On the other hand, recurrent neural networks are not easy to configure for a given use case at hand. Configurations that work well for one setting can be sub-optimal for another problem. To account for that problem, we propose an approach which trains many recurrent neural networks with different parameter settings and combine their forecasts using ensemble methods. With that approach, we can provide robust results and circumvent the problem of finding the optimal parameters for a given dataset.

The rest of this paper is structured as follows. Section 2 gives an introduction to important concepts of time series analysis and ensemble learning that are essential for the further sections. Section 2.2 introduces Long Short-Term Memory, a central algorithm used in this work. We propose a concrete time series ensemble architecture in Sect. 3 and validate its performance in the subsequent section, as well as discussing implications and limitations of the approach. We show that the stacked LSTM forecasts beat, on average, the majority of the base learners in terms of root mean squared error (RMSE). Finally, areas holding potential for further improvement are outlined in Sect. 5.

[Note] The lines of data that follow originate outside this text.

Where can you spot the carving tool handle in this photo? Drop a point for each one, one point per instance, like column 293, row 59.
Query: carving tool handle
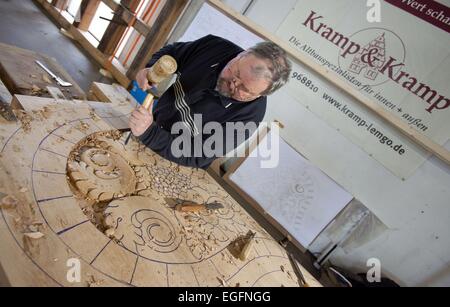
column 147, row 104
column 246, row 249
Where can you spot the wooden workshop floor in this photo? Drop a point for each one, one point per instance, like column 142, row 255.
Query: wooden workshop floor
column 23, row 25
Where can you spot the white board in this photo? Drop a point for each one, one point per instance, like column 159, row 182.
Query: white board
column 210, row 21
column 299, row 196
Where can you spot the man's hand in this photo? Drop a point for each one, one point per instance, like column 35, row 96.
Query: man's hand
column 141, row 79
column 140, row 121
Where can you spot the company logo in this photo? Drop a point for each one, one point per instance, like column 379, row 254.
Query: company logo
column 379, row 45
column 380, row 53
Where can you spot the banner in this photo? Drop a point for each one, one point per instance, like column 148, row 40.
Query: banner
column 401, row 63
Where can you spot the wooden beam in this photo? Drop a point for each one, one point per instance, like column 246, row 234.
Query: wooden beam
column 158, row 35
column 60, row 4
column 84, row 42
column 87, row 11
column 418, row 138
column 116, row 28
column 128, row 16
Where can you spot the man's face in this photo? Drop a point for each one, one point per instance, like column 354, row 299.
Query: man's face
column 238, row 80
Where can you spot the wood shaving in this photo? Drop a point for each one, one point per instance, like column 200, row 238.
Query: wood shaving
column 46, row 79
column 25, row 119
column 34, row 235
column 223, row 282
column 9, row 202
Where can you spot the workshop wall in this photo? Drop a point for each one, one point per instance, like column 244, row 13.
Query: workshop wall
column 415, row 250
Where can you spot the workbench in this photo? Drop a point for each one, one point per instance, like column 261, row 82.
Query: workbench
column 72, row 191
column 21, row 75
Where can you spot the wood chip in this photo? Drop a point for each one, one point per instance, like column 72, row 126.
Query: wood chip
column 223, row 282
column 9, row 202
column 46, row 79
column 34, row 235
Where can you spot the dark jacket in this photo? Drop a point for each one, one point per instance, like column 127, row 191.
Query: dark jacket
column 199, row 66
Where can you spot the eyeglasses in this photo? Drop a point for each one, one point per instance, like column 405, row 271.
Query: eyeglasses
column 240, row 91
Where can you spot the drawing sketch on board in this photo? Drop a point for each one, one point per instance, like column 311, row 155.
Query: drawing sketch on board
column 296, row 194
column 210, row 21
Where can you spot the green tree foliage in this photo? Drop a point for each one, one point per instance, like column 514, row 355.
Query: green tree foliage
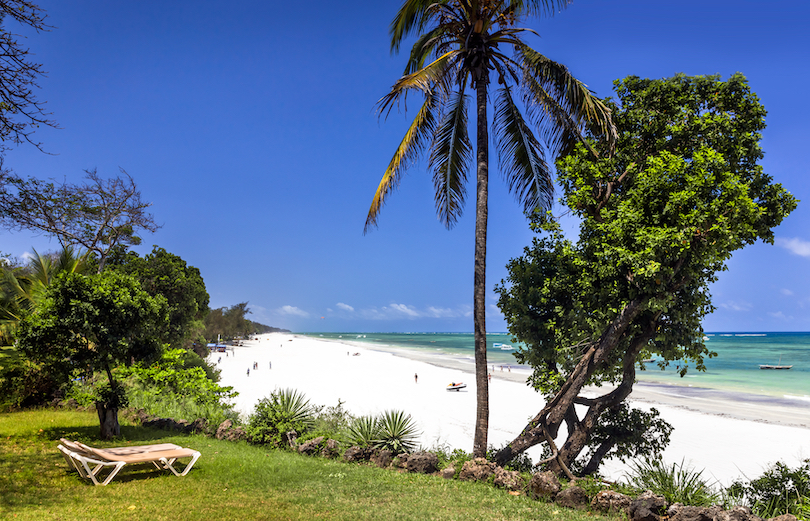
column 99, row 215
column 460, row 48
column 93, row 323
column 659, row 220
column 229, row 323
column 779, row 490
column 166, row 274
column 22, row 288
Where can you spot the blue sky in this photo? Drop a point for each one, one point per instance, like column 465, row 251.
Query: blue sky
column 250, row 126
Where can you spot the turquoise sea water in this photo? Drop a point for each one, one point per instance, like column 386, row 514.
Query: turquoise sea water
column 735, row 369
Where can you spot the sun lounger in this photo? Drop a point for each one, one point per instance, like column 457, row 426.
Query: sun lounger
column 90, row 462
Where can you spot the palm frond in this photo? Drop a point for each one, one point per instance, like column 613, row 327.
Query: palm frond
column 415, row 140
column 412, row 17
column 562, row 106
column 423, row 48
column 449, row 159
column 520, row 153
column 537, row 7
column 425, row 79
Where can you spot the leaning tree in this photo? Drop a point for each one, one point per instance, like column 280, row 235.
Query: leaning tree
column 94, row 323
column 462, row 47
column 659, row 220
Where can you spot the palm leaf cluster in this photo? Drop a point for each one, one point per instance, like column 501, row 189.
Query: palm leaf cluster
column 21, row 289
column 468, row 44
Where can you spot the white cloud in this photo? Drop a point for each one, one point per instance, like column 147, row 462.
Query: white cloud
column 405, row 309
column 795, row 245
column 736, row 306
column 292, row 310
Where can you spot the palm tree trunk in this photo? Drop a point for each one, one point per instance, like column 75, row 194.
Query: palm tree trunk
column 479, row 280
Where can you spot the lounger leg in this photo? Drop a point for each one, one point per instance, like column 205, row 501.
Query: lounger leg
column 169, row 464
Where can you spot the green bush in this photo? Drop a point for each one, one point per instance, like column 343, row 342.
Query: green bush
column 780, row 490
column 362, row 431
column 396, row 432
column 676, row 482
column 285, row 410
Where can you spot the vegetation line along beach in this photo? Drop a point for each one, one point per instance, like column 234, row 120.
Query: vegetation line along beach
column 587, row 371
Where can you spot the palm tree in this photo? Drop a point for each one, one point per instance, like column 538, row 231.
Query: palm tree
column 22, row 289
column 459, row 47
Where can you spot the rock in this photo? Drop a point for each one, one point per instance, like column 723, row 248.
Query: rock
column 545, row 485
column 478, row 469
column 401, row 460
column 572, row 497
column 331, row 449
column 647, row 507
column 356, row 454
column 740, row 513
column 382, row 458
column 222, row 429
column 311, row 447
column 508, row 479
column 423, row 462
column 199, row 425
column 610, row 501
column 783, row 517
column 291, row 437
column 692, row 513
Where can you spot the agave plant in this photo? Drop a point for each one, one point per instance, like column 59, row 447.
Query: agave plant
column 677, row 482
column 363, row 431
column 285, row 410
column 397, row 432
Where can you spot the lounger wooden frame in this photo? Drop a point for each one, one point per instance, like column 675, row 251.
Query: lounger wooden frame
column 90, row 462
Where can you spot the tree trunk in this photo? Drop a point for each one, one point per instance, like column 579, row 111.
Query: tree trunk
column 479, row 280
column 556, row 410
column 108, row 418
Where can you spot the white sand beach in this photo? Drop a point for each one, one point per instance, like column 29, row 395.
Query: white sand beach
column 728, row 438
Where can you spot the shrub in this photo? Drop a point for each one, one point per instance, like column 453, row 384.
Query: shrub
column 676, row 482
column 396, row 432
column 283, row 411
column 521, row 463
column 362, row 431
column 780, row 490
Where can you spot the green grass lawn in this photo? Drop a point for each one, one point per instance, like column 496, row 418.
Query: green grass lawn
column 229, row 481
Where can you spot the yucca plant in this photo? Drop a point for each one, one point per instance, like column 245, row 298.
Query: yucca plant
column 397, row 432
column 677, row 482
column 780, row 490
column 286, row 410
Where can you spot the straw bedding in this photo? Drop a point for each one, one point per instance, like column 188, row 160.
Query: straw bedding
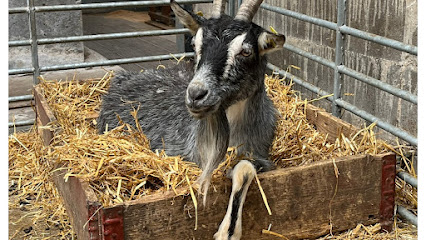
column 119, row 165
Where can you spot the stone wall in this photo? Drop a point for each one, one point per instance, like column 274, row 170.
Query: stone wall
column 394, row 19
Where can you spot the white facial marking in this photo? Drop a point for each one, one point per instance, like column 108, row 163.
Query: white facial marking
column 263, row 41
column 235, row 47
column 198, row 42
column 235, row 112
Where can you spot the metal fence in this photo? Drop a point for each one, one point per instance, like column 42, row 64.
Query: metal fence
column 338, row 65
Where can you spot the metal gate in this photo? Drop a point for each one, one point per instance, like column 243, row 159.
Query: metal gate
column 338, row 65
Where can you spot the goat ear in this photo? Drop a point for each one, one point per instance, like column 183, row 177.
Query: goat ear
column 191, row 21
column 269, row 42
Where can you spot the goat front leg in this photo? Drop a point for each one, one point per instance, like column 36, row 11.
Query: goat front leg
column 231, row 226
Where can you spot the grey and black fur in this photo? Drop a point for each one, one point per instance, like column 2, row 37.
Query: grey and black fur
column 197, row 109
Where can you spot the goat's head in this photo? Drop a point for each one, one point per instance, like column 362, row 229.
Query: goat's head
column 229, row 56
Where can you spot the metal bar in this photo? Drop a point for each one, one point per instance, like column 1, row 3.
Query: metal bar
column 18, row 10
column 310, row 56
column 405, row 213
column 20, row 71
column 114, row 5
column 33, row 37
column 100, row 37
column 352, row 73
column 231, row 8
column 299, row 81
column 379, row 84
column 380, row 123
column 114, row 62
column 339, row 58
column 302, row 17
column 21, row 123
column 408, row 178
column 21, row 98
column 380, row 40
column 239, row 3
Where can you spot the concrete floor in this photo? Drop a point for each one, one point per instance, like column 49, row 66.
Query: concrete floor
column 113, row 22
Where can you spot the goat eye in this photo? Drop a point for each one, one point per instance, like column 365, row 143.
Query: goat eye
column 246, row 52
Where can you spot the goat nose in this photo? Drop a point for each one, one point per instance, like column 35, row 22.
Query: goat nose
column 197, row 94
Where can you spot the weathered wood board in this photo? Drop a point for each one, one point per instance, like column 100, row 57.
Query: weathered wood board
column 306, row 201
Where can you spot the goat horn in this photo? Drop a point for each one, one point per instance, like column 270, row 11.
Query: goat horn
column 218, row 8
column 247, row 10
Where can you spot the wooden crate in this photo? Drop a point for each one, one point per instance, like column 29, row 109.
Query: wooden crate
column 304, row 200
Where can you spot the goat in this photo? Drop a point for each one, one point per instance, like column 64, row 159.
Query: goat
column 198, row 109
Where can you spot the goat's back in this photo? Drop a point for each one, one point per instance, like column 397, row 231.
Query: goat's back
column 159, row 96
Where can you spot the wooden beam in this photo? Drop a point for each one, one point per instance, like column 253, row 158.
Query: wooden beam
column 306, row 202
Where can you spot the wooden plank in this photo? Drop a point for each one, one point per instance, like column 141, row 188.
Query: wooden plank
column 44, row 116
column 78, row 199
column 301, row 199
column 328, row 124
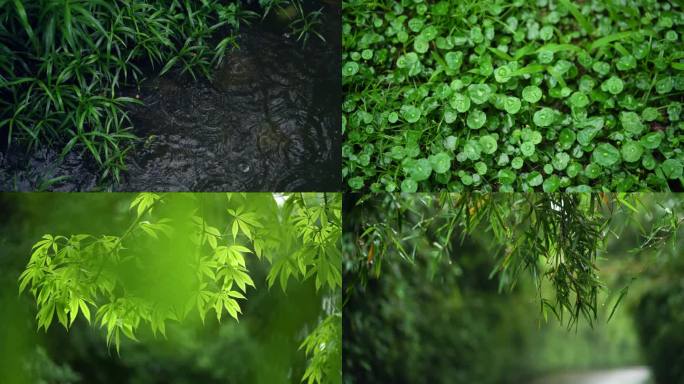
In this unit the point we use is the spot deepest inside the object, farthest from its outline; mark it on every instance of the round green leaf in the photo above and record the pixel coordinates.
(472, 150)
(672, 168)
(502, 74)
(664, 85)
(420, 45)
(480, 168)
(410, 113)
(460, 102)
(409, 185)
(506, 176)
(631, 122)
(488, 144)
(454, 60)
(578, 100)
(476, 119)
(631, 151)
(512, 105)
(440, 162)
(566, 138)
(479, 93)
(532, 94)
(544, 117)
(517, 162)
(560, 160)
(355, 182)
(592, 170)
(606, 154)
(625, 63)
(534, 179)
(419, 169)
(652, 140)
(650, 114)
(551, 184)
(527, 149)
(350, 68)
(613, 85)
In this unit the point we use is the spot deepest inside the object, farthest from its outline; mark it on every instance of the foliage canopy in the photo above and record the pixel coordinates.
(176, 260)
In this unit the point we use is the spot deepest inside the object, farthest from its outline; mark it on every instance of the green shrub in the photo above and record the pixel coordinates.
(63, 63)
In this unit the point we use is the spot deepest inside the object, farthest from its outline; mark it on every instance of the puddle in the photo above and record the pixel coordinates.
(269, 121)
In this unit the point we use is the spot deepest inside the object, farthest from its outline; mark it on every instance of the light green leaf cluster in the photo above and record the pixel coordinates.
(132, 280)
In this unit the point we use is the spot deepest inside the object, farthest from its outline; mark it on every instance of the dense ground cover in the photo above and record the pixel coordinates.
(64, 63)
(170, 288)
(522, 95)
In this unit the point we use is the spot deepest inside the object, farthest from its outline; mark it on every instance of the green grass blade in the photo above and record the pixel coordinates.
(23, 19)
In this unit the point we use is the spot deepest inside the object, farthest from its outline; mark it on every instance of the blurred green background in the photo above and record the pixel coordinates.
(443, 319)
(261, 348)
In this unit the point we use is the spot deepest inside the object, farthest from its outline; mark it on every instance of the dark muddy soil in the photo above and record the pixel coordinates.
(268, 121)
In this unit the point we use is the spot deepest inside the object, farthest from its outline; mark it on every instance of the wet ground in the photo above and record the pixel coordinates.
(268, 121)
(632, 375)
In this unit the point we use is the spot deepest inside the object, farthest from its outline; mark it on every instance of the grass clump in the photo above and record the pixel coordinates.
(566, 96)
(62, 63)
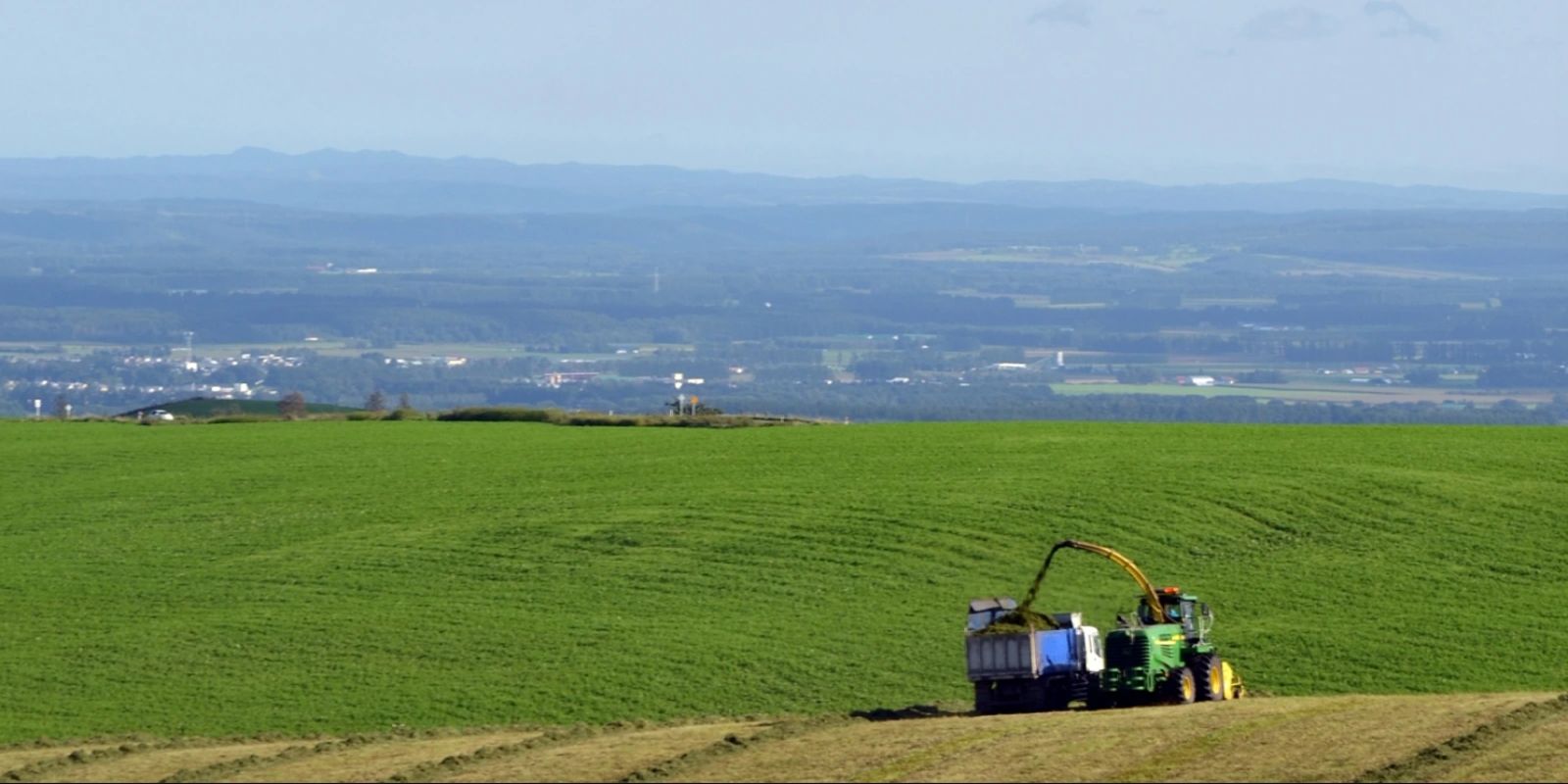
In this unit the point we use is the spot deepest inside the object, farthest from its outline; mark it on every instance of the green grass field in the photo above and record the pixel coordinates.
(353, 576)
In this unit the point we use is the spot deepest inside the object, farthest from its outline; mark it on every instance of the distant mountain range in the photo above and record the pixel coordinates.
(396, 184)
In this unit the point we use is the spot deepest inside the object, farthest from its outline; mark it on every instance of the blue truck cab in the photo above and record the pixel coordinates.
(1031, 670)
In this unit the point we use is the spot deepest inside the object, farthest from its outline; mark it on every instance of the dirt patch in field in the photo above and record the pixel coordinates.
(606, 758)
(375, 760)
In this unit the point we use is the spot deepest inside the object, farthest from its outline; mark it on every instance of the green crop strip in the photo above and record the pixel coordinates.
(355, 577)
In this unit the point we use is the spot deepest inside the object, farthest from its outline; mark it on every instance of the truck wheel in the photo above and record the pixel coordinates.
(1209, 673)
(984, 702)
(1181, 689)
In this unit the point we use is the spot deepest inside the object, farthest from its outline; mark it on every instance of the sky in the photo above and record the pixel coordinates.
(1410, 91)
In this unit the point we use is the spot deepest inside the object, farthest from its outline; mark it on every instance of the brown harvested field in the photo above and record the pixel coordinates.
(156, 764)
(1267, 739)
(16, 758)
(1534, 755)
(1300, 739)
(604, 758)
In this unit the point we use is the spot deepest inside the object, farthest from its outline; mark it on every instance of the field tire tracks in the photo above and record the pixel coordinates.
(681, 764)
(551, 737)
(85, 757)
(1424, 764)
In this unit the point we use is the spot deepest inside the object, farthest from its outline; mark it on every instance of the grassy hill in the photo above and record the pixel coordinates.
(1452, 737)
(358, 576)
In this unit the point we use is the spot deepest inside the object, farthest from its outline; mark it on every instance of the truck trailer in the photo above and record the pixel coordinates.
(1031, 668)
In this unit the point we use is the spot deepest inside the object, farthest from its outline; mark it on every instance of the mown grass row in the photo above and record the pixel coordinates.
(329, 577)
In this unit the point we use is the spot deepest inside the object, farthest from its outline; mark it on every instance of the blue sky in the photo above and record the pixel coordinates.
(1452, 93)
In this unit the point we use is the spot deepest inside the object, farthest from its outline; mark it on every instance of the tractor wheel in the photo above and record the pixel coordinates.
(1209, 673)
(1181, 689)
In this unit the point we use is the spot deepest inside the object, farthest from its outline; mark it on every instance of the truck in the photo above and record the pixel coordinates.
(1031, 668)
(1026, 661)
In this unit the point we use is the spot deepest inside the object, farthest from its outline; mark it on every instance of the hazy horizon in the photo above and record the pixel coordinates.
(1397, 93)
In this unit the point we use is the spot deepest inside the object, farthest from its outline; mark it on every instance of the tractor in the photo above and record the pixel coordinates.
(1160, 655)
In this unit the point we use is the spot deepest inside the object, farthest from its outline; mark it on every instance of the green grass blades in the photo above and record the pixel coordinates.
(349, 576)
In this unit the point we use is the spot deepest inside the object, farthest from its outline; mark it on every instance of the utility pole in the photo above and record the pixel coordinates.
(190, 358)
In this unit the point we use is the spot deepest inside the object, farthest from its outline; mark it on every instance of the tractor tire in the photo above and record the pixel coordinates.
(1181, 687)
(1209, 674)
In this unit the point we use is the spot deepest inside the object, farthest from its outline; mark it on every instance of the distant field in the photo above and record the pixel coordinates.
(1450, 737)
(1160, 264)
(1306, 392)
(357, 576)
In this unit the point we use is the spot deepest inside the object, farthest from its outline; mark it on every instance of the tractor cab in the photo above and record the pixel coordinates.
(1194, 616)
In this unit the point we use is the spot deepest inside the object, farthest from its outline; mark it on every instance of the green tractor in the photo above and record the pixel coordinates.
(1162, 655)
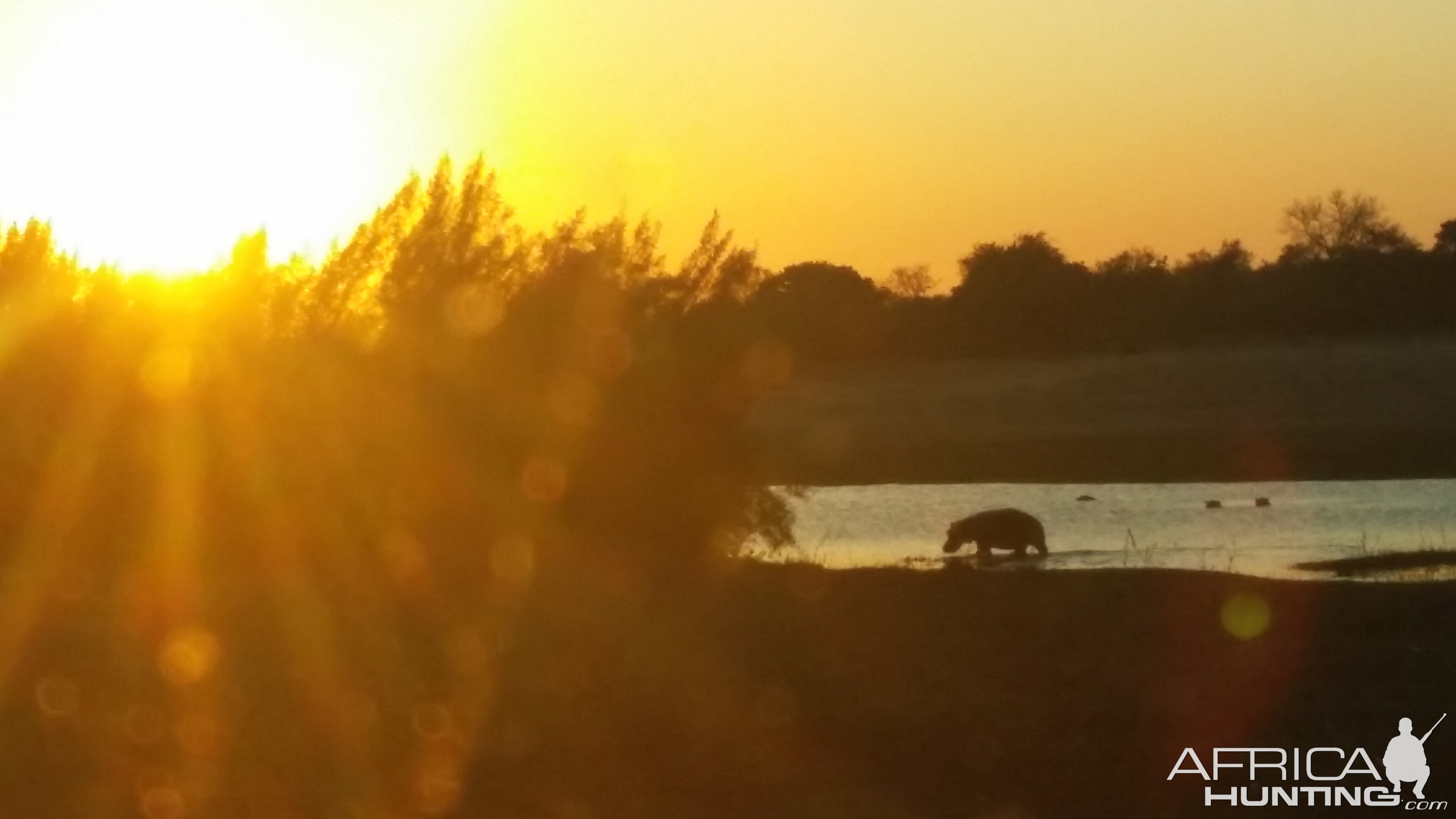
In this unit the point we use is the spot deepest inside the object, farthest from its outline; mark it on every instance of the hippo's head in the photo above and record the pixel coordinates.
(953, 540)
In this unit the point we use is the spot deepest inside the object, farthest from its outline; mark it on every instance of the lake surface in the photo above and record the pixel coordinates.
(1138, 525)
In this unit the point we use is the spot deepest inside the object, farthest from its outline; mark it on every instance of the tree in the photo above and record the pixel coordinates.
(1323, 228)
(825, 311)
(1446, 239)
(911, 282)
(1135, 263)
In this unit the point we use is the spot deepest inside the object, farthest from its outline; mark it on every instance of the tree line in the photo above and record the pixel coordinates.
(1346, 272)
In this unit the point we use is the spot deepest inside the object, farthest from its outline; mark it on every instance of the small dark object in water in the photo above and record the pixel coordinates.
(998, 529)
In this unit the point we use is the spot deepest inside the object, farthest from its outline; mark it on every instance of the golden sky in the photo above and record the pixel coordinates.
(155, 132)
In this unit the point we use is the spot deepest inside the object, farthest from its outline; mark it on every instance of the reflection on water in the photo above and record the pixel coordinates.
(1139, 525)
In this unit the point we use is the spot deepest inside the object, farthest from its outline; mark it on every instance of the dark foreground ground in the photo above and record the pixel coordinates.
(766, 691)
(801, 693)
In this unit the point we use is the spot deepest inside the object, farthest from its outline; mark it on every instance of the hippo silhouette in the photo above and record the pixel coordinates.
(998, 529)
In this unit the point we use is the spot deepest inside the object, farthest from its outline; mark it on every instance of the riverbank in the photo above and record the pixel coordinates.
(1318, 412)
(800, 691)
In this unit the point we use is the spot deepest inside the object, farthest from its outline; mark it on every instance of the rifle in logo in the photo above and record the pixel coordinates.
(1406, 758)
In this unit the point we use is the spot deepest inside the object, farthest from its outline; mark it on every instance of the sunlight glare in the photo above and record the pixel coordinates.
(156, 135)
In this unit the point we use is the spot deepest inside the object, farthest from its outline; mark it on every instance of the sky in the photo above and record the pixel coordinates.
(155, 132)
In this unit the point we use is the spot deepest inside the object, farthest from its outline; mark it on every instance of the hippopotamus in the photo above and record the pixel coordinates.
(998, 529)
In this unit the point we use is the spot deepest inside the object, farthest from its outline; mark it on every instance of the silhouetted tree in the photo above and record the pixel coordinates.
(823, 311)
(1446, 238)
(911, 282)
(1323, 228)
(1021, 298)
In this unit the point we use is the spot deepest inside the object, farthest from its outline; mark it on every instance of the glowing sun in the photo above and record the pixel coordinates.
(156, 135)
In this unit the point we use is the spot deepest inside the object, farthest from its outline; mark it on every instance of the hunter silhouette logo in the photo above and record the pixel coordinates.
(1334, 777)
(1406, 758)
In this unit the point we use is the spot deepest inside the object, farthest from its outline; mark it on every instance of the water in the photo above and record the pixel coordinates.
(1139, 525)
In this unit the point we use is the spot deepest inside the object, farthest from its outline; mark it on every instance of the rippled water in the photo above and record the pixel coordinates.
(1141, 525)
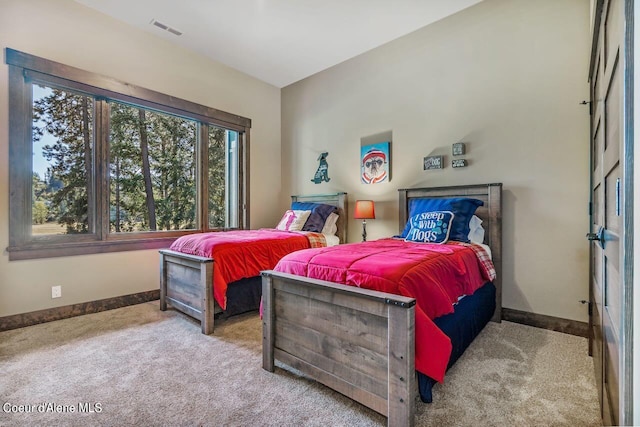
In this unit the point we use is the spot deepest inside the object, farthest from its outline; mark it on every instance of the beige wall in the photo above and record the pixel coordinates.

2 Background and Related Work

Although a time series can formally be straightforwardly defined as “a set of observations \(y_t\), each one being recorded at a specific time t” [21], it has a number of important characteristics with implications for data sampling, model training, and ensemble architecture.

2.1 Properties of Time Series Data

Time series forecasting is a special case of sequence modeling. This implicitly means that the observed values correlate with their own past values. The degree of similarity of a series with a lagged version of itself is called autocorrelation. As a consequence, individual observations can not be considered independently of each other, which demands the right sampling strategies when training prediction models. Autocorrelation leads to a couple of special time series properties; first and foremost, stationarity. A series Y is called stationary if its mean and variance stay constant over time, i.e., the statistical properties don’t change [20]. Among other algorithms, autoregressive (AR) models theoretically assume stationarity.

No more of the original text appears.